SIX VOLUMES IN ONE BY THE DISTINGUISHED EXPONENTS OF CATHOLICISM
REV. HENRY DODRIDGE, D. D.REV. HENRY EDWARD MANNING, D. D.REV. F. LEWIS, of Granada REV. STEPHEN KEENAN REV. BERNARD VAUGHAN, S. J. REV. THOMAS N. BURKE, O. P.
If none of these reasons, as weighty as they are, can give you the satisfaction you expect, of having some idea of this unspeakable majesty, cast your eyes upon the frame of this material world, the work of God's own hands; that so the contemplation of such a noble effect may give you some insight into the excellence of the cause. Presupposing, in the first place, with St. Denis, that in every thing there is a being, power and action, which bear such proportion to one another, that the power is always suitable to the being, and the action to the power. This being presupposed, consider the beauty, the order and extent of this world: since, as astronomers tell us, there are stars in heaven fourscore times as big as the earth and sea together.
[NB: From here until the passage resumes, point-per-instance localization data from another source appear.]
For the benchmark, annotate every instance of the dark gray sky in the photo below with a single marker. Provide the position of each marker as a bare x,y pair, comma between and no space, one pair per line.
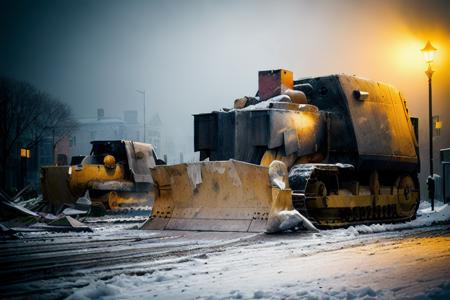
196,56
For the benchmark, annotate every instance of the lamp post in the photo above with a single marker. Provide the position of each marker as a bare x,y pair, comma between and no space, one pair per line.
143,93
428,53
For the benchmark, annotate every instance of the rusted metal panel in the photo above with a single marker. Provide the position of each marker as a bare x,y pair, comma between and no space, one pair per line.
140,160
55,186
380,122
274,82
220,196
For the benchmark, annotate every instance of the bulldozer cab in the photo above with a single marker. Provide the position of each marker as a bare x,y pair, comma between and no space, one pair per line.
100,149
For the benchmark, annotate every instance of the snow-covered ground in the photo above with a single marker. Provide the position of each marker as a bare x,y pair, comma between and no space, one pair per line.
117,261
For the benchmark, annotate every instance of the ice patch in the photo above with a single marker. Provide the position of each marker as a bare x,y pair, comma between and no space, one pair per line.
286,220
425,217
95,290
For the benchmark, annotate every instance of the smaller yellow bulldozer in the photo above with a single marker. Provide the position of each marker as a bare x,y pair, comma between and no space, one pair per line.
115,175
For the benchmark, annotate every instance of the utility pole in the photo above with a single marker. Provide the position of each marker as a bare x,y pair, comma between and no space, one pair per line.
143,93
428,52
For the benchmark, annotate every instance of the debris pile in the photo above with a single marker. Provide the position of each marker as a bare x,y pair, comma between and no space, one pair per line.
29,215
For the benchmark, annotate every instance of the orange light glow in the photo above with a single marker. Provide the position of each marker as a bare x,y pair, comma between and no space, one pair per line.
428,52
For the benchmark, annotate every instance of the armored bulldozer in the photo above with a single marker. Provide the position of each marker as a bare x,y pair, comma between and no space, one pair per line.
116,174
349,144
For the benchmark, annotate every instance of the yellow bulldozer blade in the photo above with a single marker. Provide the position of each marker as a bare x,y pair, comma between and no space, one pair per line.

Consider again, how many different sorts of creatures there are upon the earth, in the water and in the air; you will see everything so complete and perfect in its kind, monsters only excepted, that you can wish for nothing to be added or diminished, to make its being more complete; and yet, according to St. Augustine, who grounds his opinion on Ecclesiasticus xvii. 1, God, in one single moment, created this world, as great and wonderful as it is; drew a being from no being, and wrought this great work without any matter to work upon; without any help or assistance; without any outward draft or platform; without any tools or instruments ; without any limits of either space or time. He created the whole earth, and all that is contained within the extent of the same, by one single act of his will. Consider, further, that God could have produced a thousand worlds more, much fairer and larger than this, much better peopled, too, as easily as he created this; and that, if he had made them, he could with as much ease, and without any kind of opposition, reduce them to nothing again.